Williams’ Transcontinental Gas Pipe Line (Transco) bought $119 million worth of pipe and compressor facilities for the MarketLink expansion Wednesday despite the project’s lack of final approval from FERC. Construction is scheduled to begin when MarketLink clears all its regulatory hurdles in the late spring or early summer of next year.

Final environmental approval from FERC is not expected until September, Transco spokesperson Amy Kaiser said. When asked if Transco was being premature about buying pipe for a project that hasn’t received final FERC approval, Kaiser said “We are that confident. The draft recommendation was very positive and we want to get going as soon as the final passes are given.”

The order for 42- and 36-inch diameter pipeline was made with Napa Pipe Corp. and Berg Steel Pipe Corp., while the compressor units were ordered from Solar Turbines and Dresser-Rand. Pipeline and compressor design work is ongoing with engineering contractors Gulf Interstate Engineering Company and Paragon Engineering Services Inc.

“Commitments to contractors and suppliers are being made to ensure that we have all the materials in place, ready to go once the regulatory process concludes,” said Cuba Wadlington Jr., senior vice president and general manager, Williams’ Transco pipeline system.

Walter Ferguson, chief advisor for FERC Commissioner Curt Hebert Jr., said the purchases were not premature. “As a general rule, many companies make major purchases before final approval. Does this mean the project is certain to be approved? Only the five commissioners know that. The landscape is changing in accordance with all the environmental groups getting involved with major projects like this MarketLink. But history tells us that once a pipeline project demonstrates suitable need, which MarketLink has, the environmental side can be mitigated.”

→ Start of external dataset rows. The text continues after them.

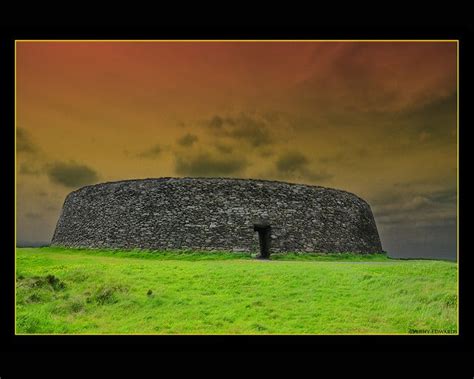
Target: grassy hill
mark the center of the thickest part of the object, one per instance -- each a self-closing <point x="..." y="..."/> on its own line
<point x="118" y="292"/>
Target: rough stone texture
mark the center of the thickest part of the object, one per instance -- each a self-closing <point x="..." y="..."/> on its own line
<point x="215" y="214"/>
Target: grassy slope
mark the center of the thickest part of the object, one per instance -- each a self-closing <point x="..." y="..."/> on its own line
<point x="107" y="292"/>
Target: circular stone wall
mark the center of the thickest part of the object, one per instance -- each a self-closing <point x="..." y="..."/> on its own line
<point x="215" y="214"/>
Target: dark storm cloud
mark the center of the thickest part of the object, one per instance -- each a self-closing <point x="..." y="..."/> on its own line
<point x="204" y="164"/>
<point x="187" y="140"/>
<point x="224" y="149"/>
<point x="151" y="153"/>
<point x="378" y="77"/>
<point x="29" y="169"/>
<point x="416" y="208"/>
<point x="24" y="143"/>
<point x="33" y="215"/>
<point x="291" y="162"/>
<point x="254" y="130"/>
<point x="295" y="165"/>
<point x="71" y="174"/>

The MarketLink project, along with the associated Independence project, received a positive draft environmental impact statement (DEIS) from FERC last month (See NGI, April 26). Some of the reasons for the FERC staff recommendation included 67% of the proposed pipeline routes would be adjacent to or overlap existing pipeline and powerline rights-of-way and both Independence and MarketLink have agreed to use mitigation procedures to reduce soil and water-related impact.

“We are encouraged by the recent progress the project has made, especially in light of the DEIS prepared by the FERC,” Wadlington said. “The DEIS confirmed our position that we have chosen an appropriate route for the project, which is particularly critical to serving the increasing natural gas demand throughout the eastern seaboard.”

Transco expects the $528 million expansion, which will transport gas from the Leidy Hub in western Pennsylvania to New York City, to be in service Nov. 1, 2000.